In September 2024, the Central Bank of Nigeria (CBN) reported a significant increase in currency circulating outside banks, which surged by 66.2 percent year-on-year, reaching N4.02 trillion from N2.42 trillion in September 2023. This remarkable growth of N1.60 trillion indicates a strong trend where the public is favoring cash retention outside formal banking institutions, suggesting potential shifts in consumer behavior and preferences. Month-on-month, the currency outside banks experienced a more modest growth of 3.8 percent, an increase of N147.9 billion from August 2024’s figure of N3.87 trillion. Such trends could have far-reaching implications for banks’ liquidity and the Central Bank’s monetary policy strategy.

The CBN’s data reveals that a staggering 93.1 percent of the total currency in circulation was held outside banks in September 2024, compared to 87.5 percent in the same month a year prior. This remarkable increase may signal a decline in public trust in banking systems, exacerbated by rising inflation and a historically cash-dependent informal economy in Nigeria. The high percentage of cash outside banks not only raises concerns regarding trust and stability in financial institutions but also risks impeding efficient channeling of funds into productive investments, potentially stunting economic growth and development.

In agreement with this trend, the total currency in circulation, which includes both currency outside banks and currency held within banks, also witnessed a notable year-on-year increase of 56.1 percent, growing from N2.76 trillion in September 2023 to N4.31 trillion in September 2024. This growth represented an increase of N1.55 trillion and occurred alongside a month-on-month rise of 4.0 percent, adding N166.2 billion to the previously recorded N4.14 trillion. The increase in cash held outside the banking sector was significantly more pronounced than the rise in the total currency in circulation, indicating a shift in how Nigerians prefer to manage their finances.

In response to the apparent cash shortages and increased demand for currency, the CBN announced in early September its intention to sanction banks that fail to ensure adequate cash availability for their automated teller machines (ATMs). This move indicates the bank’s commitment to improving cash flow within the financial system. Additionally, the CBN plans to inject N1.4 trillion into circulation over the next three months, aimed specifically at relieving cash shortages experienced at ATMs and bank branches.

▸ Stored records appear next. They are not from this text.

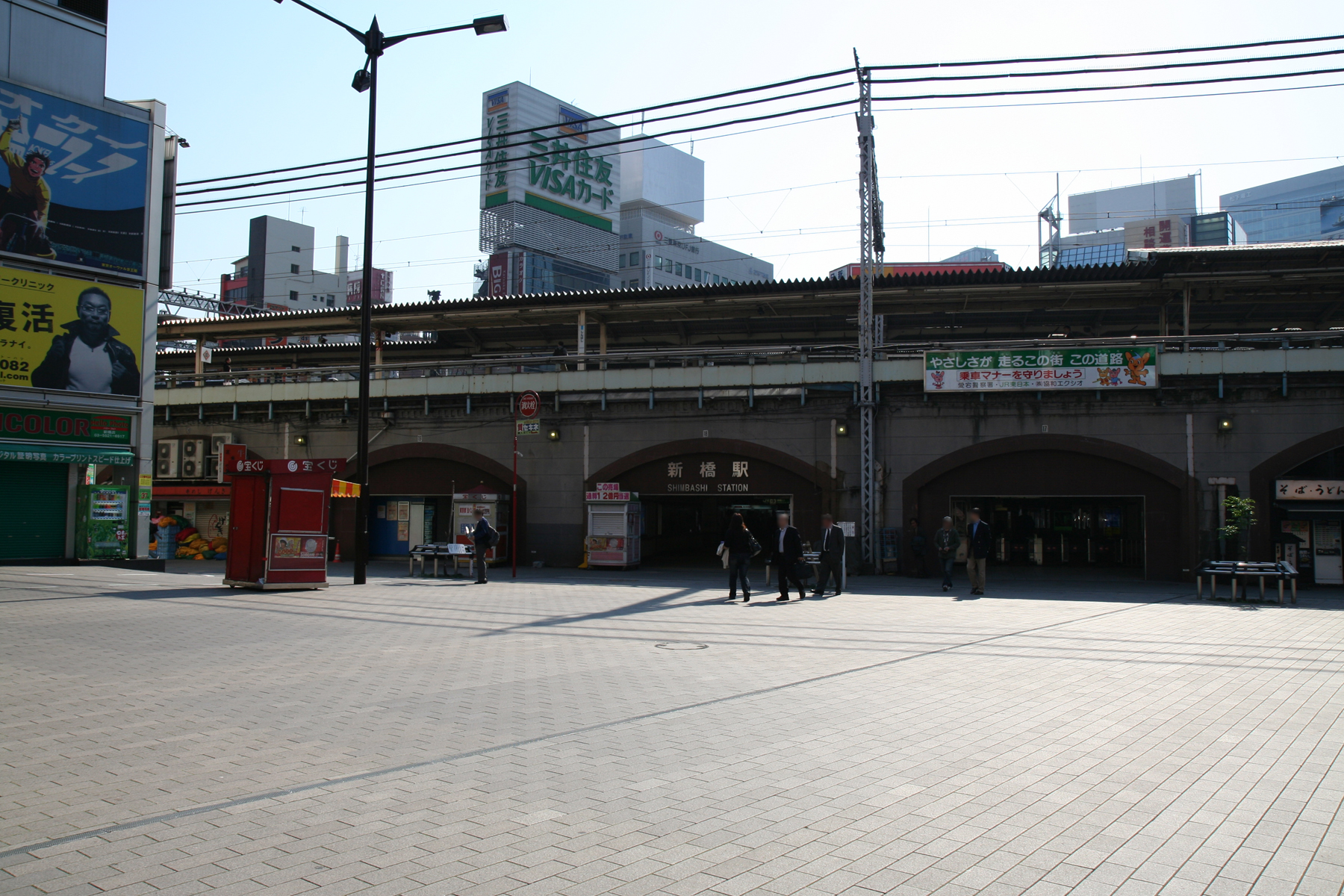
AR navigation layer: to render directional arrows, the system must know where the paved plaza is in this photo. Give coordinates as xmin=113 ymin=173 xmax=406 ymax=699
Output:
xmin=0 ymin=563 xmax=1344 ymax=896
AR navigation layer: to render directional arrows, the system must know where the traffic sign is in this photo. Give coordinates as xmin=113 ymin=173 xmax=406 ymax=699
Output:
xmin=517 ymin=390 xmax=541 ymax=420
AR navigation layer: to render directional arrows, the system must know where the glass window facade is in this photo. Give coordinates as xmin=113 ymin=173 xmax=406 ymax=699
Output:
xmin=1059 ymin=243 xmax=1125 ymax=267
xmin=523 ymin=252 xmax=612 ymax=293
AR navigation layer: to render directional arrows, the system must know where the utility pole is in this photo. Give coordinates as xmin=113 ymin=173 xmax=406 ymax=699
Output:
xmin=1036 ymin=175 xmax=1065 ymax=267
xmin=853 ymin=50 xmax=886 ymax=572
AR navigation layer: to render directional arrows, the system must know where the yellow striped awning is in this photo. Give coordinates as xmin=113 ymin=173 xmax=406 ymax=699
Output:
xmin=332 ymin=479 xmax=359 ymax=498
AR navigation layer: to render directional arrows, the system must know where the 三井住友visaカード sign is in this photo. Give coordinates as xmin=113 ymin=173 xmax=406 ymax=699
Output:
xmin=924 ymin=345 xmax=1157 ymax=392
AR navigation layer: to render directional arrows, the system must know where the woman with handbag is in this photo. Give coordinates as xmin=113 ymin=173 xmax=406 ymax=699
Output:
xmin=719 ymin=513 xmax=761 ymax=603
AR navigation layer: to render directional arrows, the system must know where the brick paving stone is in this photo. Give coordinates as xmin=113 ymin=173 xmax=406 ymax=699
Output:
xmin=0 ymin=564 xmax=1344 ymax=896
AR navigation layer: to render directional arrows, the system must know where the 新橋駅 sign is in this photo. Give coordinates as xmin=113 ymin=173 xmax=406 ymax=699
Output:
xmin=924 ymin=345 xmax=1157 ymax=392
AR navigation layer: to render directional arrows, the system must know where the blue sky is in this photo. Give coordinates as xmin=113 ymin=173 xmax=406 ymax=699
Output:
xmin=108 ymin=0 xmax=1344 ymax=301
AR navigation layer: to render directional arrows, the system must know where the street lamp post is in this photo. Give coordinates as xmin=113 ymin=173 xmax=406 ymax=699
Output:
xmin=276 ymin=0 xmax=508 ymax=585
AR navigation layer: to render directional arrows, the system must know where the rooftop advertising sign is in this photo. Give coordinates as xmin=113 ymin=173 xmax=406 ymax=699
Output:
xmin=924 ymin=345 xmax=1157 ymax=392
xmin=0 ymin=267 xmax=145 ymax=395
xmin=481 ymin=82 xmax=621 ymax=231
xmin=0 ymin=81 xmax=149 ymax=277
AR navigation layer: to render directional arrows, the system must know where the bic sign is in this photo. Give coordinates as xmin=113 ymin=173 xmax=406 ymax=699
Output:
xmin=517 ymin=390 xmax=541 ymax=420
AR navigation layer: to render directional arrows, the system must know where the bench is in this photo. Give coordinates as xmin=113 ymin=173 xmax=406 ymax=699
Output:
xmin=1195 ymin=560 xmax=1297 ymax=603
xmin=407 ymin=541 xmax=474 ymax=579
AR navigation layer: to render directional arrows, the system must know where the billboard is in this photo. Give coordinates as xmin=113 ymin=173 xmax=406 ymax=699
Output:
xmin=481 ymin=81 xmax=621 ymax=232
xmin=0 ymin=267 xmax=145 ymax=395
xmin=0 ymin=81 xmax=151 ymax=277
xmin=924 ymin=345 xmax=1157 ymax=392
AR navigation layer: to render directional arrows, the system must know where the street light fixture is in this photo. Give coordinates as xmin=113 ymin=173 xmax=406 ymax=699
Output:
xmin=276 ymin=0 xmax=508 ymax=585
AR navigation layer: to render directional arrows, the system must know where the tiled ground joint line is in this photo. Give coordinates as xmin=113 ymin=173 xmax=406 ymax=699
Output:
xmin=0 ymin=594 xmax=1192 ymax=859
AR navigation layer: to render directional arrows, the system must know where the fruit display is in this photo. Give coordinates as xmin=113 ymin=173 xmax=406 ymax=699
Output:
xmin=153 ymin=514 xmax=228 ymax=560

This strategy highlights the central bank’s active role in addressing the liquidity issues facing the banking sector.

Furthermore, despite the tightening measures adopted by the CBN’s Monetary Policy Committee to manage excess liquidity and combat inflation, money supply in Nigeria grew substantially by 62.8 percent year-on-year in September 2024. The M3 measure, which captures broad money supply, reached N108.95 trillion compared to N66.94 trillion in September 2023. Month-on-month, this metric increased by 1.6 percent, rising from N107.19 trillion in August 2024. Such significant changes in money supply suggest that, despite the policy efforts aimed at curbing inflation, factors like increased currency outside banks may be contributing to overall economic pressures.

The rising trend of currency being retained outside the banking system raises questions about the efficacy of monetary policy and the financial strategies adopted by the CBN. Concerns related to inflation, economic stability, and trust issues within the banking sector must be carefully navigated. If people continue to favor cash outside banks, it could lead to persistent liquidity challenges for financial institutions, further complicating the CBN’s ability to manage the nation’s economic health effectively. Striking a balance between ensuring cash availability, encouraging the use of formal banking channels, and managing inflation will be essential in fostering a stable economic environment in Nigeria moving forward.